4種類のメープルシロップを小皿で出した。


「メープルシロップを採取できるのは春先の限られた期間なんだけど、樹液の採取時期によって色と風味が違うんだ」


 はしゃいでいたウィルコが真面目に説明する。


「採取時期が初期の頃は色が薄くて繊細な風味で、時期が進むに従って濃い色と強い風味になるんだ。薄い方から試食してみて」


 トーマスさんとパーシーさんが小皿のスプーンから手の甲にシロップを垂らして真剣に味をみる。


「本当だ、かなりコクがあるな」

「人によって好みが分かれそうだね」


「赤ちゃんにハチミツや黒糖を与えると危険だけどメープルシロップは、ボツリヌス菌の心配がないから離乳食が始まった頃にあげても問題ないんだよ」


「赤ん坊のいる家庭に喜ばれそうだな!」

トーマスさんの頭の中で販路が広がっているようだ。


「メープルシロップをさらに煮詰めて撹拌するとバター状のメープルスプレッドに、もっと煮詰めて水分を飛ばすと、メープルシュガーになるんだ。これはメープルスプレッド、パンにつけてみて」


「これは美味しいね!」

「パーシーさんはメープルスプレッドが好き?こっちはメープルシュガーだよ」


「シロップもシュガーも使い勝手が良さそうだな」

 全部を試食したトーマスさんは販売先について検討を始めているようだ。



「この間は黒糖プリンを試食してもらったでしょう? 今日も少しだけ作ってみたんだ」

「プリンか?」

「ううん、今日はメープルマフィンとメープルファッジ。もちろん黒糖をメープルシロップたメープルシュガーに置き換えればプリンも作れるよ」


 メープルファッジはメープルシロップとバターと生クリームで出来ている。高カロリーだけど美味しくて悩ましいスイーツだ。カロリーは美味しさのバロメーターだもんね。
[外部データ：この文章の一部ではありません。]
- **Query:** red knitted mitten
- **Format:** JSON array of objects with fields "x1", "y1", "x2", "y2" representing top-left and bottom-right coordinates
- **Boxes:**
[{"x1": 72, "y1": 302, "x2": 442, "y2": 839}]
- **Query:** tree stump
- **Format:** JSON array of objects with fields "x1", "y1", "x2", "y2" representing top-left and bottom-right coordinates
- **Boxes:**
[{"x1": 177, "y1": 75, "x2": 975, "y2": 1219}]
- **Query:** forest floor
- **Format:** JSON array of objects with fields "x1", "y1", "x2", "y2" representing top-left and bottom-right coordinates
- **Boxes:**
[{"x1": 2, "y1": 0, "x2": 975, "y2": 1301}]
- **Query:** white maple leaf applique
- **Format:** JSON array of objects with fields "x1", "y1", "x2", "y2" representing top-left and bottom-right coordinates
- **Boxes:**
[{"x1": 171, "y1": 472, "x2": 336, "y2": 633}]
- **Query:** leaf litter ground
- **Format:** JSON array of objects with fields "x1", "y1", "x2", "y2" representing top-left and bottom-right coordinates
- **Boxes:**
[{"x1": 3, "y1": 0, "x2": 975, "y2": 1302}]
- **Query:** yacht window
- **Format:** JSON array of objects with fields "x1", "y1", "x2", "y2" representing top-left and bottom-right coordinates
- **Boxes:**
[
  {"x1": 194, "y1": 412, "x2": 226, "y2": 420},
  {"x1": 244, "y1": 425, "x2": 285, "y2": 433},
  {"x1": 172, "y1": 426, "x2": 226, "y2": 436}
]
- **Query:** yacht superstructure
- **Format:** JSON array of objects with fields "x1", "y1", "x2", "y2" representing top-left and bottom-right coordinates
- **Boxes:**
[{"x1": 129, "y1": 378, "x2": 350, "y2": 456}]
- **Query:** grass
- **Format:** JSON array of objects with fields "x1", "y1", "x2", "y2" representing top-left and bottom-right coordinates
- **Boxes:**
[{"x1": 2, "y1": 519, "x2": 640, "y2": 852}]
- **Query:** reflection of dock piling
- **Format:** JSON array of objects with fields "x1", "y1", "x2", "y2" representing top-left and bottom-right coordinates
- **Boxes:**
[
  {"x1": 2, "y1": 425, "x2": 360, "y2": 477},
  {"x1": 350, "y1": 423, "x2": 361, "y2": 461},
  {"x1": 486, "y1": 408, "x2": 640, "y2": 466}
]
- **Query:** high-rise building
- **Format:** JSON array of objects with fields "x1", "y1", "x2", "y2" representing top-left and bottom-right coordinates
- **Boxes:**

 マフィンはトップにナッツを散らしたプレーンなメープルマフィン。


「どちらも牛乳やバターを使っているから王都の住民が牛乳を受け入れるきっかけになるかもね」



「すごいよ…これは麻薬みたいに流行るよ」


 試食したパーシーさんが呆然とつぶやくとウィルコの喜びが限界突破した。


 その横で頭を抱えているのはトーマスさんだ。何を悩んでいるのかは聞かなくても分かる。


「トーマスさん、お土産をどうぞ」

 メープルファッジとマフィンとメープルスプレッドを包んで渡すとトーマスさんが両手で私の手を包み込む。


「カレンちゃんは救いの神だ。ありがとう、これで家に帰れる」



 トーマスさんの奥さん、甘いものが好きだもんね。トーマスさんの家の平和が守られてよかったよ。